I am trying to install TAO on a windows machine in order to do some benchmarks.
We are a small NSF funded company who has a way of accelerating transfer learning and want to demonstrate it in several network models supported by TAO.
We had some great success with TensorFlow but are struggling with the TAO toolkit.
It installed fine in python, (eg tao info --verbose gives the right output), but we are not able to get the docker container environment to work (tao detectnet_v2 gives errors: “Docker CLI hasn’t been logged in to a registry.”).
It seems all of the instructions are for linux. https://docs.nvidia.com/datacenter/cloud-native/container-toolkit/install-guide.html#docker
Being able to install on a variety of machines will help grow the community to include those who may be great with algorithms, but less so with installations.
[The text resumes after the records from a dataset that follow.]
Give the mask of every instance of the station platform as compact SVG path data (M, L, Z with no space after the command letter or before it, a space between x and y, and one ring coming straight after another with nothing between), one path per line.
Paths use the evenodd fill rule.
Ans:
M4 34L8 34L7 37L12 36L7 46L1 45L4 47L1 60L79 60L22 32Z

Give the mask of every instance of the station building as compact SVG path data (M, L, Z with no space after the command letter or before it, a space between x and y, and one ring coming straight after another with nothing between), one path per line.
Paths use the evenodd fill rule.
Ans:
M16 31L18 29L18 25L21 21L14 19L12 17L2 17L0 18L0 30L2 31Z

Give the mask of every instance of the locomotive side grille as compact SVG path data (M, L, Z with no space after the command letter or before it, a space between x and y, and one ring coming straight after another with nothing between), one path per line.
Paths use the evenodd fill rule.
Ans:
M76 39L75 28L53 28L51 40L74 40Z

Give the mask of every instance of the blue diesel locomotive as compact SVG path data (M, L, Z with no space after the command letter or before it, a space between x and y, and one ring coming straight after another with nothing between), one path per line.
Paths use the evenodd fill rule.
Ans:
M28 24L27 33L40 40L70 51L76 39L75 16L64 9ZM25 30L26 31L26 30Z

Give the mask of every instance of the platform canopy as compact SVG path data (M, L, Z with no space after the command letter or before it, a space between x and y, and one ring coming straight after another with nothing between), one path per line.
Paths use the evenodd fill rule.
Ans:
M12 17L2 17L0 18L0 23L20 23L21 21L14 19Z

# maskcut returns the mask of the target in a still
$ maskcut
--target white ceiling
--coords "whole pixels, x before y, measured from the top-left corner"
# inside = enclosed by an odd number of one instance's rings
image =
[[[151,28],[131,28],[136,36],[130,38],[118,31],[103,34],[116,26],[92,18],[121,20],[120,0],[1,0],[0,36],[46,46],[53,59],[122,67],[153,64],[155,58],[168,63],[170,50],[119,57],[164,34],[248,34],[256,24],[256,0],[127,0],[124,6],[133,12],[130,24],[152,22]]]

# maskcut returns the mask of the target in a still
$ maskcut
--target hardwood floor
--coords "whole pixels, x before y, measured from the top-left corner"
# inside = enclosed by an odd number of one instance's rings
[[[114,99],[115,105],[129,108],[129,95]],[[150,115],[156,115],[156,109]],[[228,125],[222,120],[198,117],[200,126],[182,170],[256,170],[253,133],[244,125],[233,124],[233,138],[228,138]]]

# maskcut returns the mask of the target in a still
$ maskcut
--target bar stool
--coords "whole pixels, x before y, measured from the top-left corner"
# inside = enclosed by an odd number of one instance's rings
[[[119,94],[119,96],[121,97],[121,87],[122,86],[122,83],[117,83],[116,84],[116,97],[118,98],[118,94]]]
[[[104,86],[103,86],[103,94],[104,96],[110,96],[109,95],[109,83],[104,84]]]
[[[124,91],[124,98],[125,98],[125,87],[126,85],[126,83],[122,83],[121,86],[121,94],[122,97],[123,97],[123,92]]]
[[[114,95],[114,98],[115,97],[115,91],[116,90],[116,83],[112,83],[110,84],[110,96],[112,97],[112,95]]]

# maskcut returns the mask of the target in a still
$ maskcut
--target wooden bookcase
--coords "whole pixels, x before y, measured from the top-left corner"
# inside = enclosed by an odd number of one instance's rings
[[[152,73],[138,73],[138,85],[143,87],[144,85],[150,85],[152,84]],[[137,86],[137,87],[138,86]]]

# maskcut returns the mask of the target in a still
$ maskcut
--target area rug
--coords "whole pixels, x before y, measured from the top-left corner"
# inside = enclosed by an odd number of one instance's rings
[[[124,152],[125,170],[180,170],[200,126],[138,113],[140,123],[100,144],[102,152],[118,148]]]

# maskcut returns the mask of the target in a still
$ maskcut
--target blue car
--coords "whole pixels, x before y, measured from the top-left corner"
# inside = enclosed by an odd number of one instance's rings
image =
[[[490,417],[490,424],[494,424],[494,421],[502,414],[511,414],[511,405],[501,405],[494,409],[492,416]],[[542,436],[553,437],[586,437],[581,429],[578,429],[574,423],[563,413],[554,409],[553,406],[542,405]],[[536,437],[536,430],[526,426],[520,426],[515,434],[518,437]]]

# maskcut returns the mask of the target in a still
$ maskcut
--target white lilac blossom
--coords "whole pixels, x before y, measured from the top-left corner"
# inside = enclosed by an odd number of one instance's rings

We are running two Windows 10 machines each with multicore CPU’s and GPU’s (Titan X & 1660 Ti).
Thank you!
Thank you Morganh.
Does that mean all of the previous python installations, user environments and everything needs to be reinstalled? This is a blank virtual machine where transfering existing code, drives and data becomes an installation issue?
Thank you for your help. I am not good at installation unless it is very specific, and from what I understood the docker containers were meant to simplify, but it seems to be doing the opposite.
I have docker running on windows running ubuntu. Thein I am also supposed to install docker in ubuntu?
Docker-CE on Ubuntu can be setup using Docker’s official convenience script:
For your current environment, you mention that you already trigger a ubuntu docker and run inside it, right? Can you run “$ docker info” in this docker?
In Windows, I still suggest you to install WSL firstly or something others such as Linux virtual machine.
WARNING: No blkio throttle.read_bps_device support
WARNING: No blkio throttle.write_bps_device support
WARNING: No blkio throttle.read_iops_device support
WARNING: No blkio throttle.write_iops_device support
From inside the container: which is based on WSL
root@56634ca0b771:/# docker info
Client:
Context: default
Debug Mode: false
Plugins:
app: Docker App (Docker Inc., v0.9.1-beta3)
buildx: Docker Buildx (Docker Inc., v0.9.1-docker)
compose: Docker Compose (Docker Inc., v2.10.2)
scan: Docker Scan (Docker Inc., v0.17.0)
Server:
ERROR: Cannot connect to the Docker daemon at unix:///var/run/docker.sock. Is the docker daemon running?
errors pretty printing info
It seems like there is a big hole for windows users and is becoming a nightmare installation. I had two weeks to run the examples and demonstrate the benchmarks and it seems like at least a week will be burned on installation issues.
In the WSL ubuntu trying to run as in the directions and I get the warning:
Please get Docker Desktop from Docker Desktop - Docker
it doesnt run in WSL and I get errors:
failed to start daemon: Error initializing network controller: error obtaining controller instance: failed to create NAT chain DOCKER: iptables failed: iptables -t nat -N DOCKER: iptables v1.8.4 (legacy): can’t initialize iptables table `nat’: Table does not exist (do you need to insmod?)
Perhaps iptables or your kernel needs to be upgraded.
(exit status 3)
Thanks
Thanks for your help. It is TAO and its associated installation instructions that are instructing Windows + WSL + docker which doesn’t seem compatible.
Are there other configurations that may work? Does Nvidia have any other docker containers with TAO or even better TAO Docker containers for windows?
Do I have to do a virtual machine?
Instructions for each step became complicated for windows, after trying your commands, searching and bumbling around like a fly randomly bumping into things I finally got it working sort-of.
I seem to be running tlt, it warns that I need to update to tao, it says it updates but is still tlt. When I run an ipynb like bpnet I get stuck in weird ways.
For example from the script running
!tao bpnet dataset_convert -m ‘test’ -o $DATA_DIR/val --generate_masks --dataset_spec $DATA_POSE_SPECS_DIR/coco_spec.json
works and creates val-fold-000-of-001
but running the very similar
!tao bpnet dataset_convert -m ‘train’ -o $DATA_DIR/train --generate_masks --dataset_spec $DATA_POSE_SPECS_DIR/coco_spec.json
runs similarly, does not generate an error, but does not create train-fold-000-of-001
that is needed for the notebook.